There is no doubt that the way food actually looks has a major role in playing how our mind thinks it tastes. This is the case even in situations before we have taken the first taste because our mind is already working hard at determining how what we are looking at may taste when it touches the taste buds on our tongues.

Now a study by some top level researches is suggesting that snapping a photo through instagram before eating it may just change the way your mind perceives its taste for the better. The study, which was published in the Psychological Science journal says exactly that, that instragramming the food you are about to eat may make it taste better.

According to researchers from the University of Minnesota and Harvard Business School, the “rituals enhance the enjoyment of consumption because of the greater involvement in the experience that they prompt.”

Such experiments have been going on for years and a recent one by Kathleen D. Vohs, one of the authors of that study, certainly shows how rituals make the difference. The study did not specifically focus on taking a picture through instagram, but instead on other rituals that can be termed to be as similar in making the food taste better.

“We didn’t study it, but it seems like a ritual that could enhance the pleasure from food!” she told the Huffington Post.

The Huffington Post, discussing the study, talked about the study in the following way:

“In one experiment, half of the 52 total participants were asked to perform a ritual before eating a candy bar: without unwrapping it, break it in half. Unwrap half the bar and eat, then do the same with the other half. The remaining participants were not given special instructions.”

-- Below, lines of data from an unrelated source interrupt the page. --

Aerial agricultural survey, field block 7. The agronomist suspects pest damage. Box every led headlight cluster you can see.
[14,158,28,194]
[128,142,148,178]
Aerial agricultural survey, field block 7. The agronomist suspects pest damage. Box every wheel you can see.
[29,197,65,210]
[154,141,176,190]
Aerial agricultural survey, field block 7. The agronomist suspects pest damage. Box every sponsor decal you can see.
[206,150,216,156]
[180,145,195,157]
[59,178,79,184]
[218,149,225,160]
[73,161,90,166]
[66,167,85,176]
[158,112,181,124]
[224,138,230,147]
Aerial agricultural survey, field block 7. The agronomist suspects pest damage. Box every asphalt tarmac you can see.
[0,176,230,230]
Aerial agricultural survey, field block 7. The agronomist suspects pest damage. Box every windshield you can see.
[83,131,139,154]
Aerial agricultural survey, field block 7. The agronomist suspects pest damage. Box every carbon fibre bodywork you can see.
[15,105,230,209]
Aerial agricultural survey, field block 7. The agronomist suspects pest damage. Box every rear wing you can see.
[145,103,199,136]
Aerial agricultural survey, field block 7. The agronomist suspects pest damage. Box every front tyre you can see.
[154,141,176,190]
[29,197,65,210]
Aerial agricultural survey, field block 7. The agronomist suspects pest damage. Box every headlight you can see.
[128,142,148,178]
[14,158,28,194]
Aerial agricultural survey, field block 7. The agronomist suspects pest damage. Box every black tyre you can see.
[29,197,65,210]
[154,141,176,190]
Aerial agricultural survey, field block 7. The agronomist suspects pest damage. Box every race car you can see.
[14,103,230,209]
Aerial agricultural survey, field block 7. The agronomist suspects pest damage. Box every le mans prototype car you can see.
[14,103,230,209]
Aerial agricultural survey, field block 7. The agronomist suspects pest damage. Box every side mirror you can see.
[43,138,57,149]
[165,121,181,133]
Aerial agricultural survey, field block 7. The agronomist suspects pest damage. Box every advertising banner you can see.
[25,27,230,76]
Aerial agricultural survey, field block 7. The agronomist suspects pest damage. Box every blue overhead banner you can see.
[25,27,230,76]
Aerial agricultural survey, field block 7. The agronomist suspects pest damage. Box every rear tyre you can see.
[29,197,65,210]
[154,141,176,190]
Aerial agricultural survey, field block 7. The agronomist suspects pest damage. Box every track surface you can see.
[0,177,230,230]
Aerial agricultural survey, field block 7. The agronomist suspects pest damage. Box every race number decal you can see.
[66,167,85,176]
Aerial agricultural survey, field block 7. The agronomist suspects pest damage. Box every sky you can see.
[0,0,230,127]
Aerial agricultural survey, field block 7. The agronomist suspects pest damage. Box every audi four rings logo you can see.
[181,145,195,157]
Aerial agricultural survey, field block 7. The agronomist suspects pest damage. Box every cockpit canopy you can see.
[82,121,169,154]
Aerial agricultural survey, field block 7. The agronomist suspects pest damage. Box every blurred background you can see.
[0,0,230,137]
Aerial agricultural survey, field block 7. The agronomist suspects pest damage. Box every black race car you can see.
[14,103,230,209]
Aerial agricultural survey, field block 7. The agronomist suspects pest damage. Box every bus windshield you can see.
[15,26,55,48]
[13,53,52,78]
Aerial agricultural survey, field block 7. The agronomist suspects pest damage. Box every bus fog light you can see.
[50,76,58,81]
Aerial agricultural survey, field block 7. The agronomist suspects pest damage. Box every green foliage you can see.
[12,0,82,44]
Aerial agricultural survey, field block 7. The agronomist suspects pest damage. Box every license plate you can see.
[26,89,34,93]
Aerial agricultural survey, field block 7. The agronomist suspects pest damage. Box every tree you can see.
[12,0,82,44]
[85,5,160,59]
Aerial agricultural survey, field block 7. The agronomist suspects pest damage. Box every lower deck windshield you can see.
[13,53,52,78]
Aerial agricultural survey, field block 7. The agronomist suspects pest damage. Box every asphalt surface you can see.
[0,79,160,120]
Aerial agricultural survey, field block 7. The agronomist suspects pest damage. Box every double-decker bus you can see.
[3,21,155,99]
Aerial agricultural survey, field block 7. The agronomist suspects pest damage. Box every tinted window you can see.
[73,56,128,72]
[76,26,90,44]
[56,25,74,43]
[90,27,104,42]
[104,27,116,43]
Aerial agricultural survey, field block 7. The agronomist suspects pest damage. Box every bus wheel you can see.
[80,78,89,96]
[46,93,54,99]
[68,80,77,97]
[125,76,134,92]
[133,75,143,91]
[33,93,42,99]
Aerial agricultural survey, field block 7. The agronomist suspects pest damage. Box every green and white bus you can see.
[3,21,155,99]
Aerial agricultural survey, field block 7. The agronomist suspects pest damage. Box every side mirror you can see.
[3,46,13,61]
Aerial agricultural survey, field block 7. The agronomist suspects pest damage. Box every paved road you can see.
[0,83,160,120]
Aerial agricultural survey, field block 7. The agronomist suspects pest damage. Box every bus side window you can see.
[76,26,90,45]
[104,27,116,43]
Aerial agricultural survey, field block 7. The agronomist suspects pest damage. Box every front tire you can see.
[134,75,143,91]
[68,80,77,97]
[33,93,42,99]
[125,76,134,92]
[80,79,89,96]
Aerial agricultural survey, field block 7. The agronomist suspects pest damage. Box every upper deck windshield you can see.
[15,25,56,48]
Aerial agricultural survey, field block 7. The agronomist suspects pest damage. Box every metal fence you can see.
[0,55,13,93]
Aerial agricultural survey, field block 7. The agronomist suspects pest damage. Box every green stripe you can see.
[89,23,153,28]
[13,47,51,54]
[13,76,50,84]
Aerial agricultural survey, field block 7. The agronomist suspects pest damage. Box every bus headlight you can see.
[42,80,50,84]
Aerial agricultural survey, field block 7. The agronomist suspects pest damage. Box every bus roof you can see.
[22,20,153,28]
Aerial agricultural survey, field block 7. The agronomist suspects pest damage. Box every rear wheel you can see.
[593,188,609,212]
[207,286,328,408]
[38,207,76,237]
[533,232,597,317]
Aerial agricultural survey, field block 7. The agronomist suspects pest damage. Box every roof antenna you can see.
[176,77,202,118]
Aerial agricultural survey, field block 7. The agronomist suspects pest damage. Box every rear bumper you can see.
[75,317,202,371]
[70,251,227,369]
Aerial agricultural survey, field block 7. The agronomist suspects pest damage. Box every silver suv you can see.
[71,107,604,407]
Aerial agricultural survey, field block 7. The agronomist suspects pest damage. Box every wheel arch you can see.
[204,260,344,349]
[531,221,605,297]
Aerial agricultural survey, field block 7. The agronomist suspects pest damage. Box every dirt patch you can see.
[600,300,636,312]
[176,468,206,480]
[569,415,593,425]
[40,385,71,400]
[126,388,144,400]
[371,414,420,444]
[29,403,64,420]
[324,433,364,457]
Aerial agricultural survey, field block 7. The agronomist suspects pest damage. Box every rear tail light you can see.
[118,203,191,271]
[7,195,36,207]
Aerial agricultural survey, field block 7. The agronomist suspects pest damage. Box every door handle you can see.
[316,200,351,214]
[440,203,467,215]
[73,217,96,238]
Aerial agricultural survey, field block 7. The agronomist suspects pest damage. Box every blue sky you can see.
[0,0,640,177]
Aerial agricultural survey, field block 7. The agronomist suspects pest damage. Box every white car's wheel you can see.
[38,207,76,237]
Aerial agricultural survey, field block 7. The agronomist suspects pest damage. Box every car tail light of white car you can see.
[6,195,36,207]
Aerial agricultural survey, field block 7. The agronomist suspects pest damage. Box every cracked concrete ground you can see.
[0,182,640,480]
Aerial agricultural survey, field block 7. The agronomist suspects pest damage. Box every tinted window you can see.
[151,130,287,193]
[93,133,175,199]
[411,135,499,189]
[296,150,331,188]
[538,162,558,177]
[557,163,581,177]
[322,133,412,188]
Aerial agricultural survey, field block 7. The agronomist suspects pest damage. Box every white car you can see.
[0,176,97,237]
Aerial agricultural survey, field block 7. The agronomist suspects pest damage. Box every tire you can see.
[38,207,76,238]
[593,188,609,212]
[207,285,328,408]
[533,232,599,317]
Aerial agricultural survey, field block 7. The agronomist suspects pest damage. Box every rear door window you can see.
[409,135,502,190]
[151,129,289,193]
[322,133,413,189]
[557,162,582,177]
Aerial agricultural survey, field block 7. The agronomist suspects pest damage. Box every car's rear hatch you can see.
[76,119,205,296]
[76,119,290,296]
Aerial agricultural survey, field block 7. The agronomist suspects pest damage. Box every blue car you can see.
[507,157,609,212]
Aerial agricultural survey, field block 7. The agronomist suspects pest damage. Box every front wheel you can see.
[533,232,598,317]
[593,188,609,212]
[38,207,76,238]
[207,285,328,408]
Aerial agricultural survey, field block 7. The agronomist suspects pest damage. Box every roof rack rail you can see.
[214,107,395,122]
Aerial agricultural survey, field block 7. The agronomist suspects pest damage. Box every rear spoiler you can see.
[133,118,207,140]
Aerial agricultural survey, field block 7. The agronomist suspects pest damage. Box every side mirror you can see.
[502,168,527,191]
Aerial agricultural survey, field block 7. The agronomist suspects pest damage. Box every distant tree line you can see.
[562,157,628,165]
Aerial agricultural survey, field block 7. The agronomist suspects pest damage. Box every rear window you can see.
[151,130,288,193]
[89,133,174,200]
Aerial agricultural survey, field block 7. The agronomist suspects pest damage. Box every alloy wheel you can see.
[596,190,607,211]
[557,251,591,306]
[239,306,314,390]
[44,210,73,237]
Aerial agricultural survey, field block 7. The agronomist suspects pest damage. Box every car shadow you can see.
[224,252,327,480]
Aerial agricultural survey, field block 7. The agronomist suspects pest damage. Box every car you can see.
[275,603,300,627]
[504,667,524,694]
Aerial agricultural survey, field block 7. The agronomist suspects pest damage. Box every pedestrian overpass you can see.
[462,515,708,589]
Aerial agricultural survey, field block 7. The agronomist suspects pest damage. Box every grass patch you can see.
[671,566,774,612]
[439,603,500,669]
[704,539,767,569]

“The participants who engaged in ritualistic behaviours found chocolate to be more flavourful, valuable and deserving of “behavioural savouring.” They didn’t, however, enjoy the chocolate as much when they watched others engage in the same behaviours.”

Another factor of increasing the enjoyment of eating was performing the ritual and then allowing there to be some gap between the ritual and the time that you eat it. Instead of digging in right away, scientists suggest that savouring the look of the food is equally as important as eating.

With all the increase in excitement, scientists were worried about one thing. Which was the increase in enjoyment to levels that this activity becomes a major factor in contributing to national obesity levels.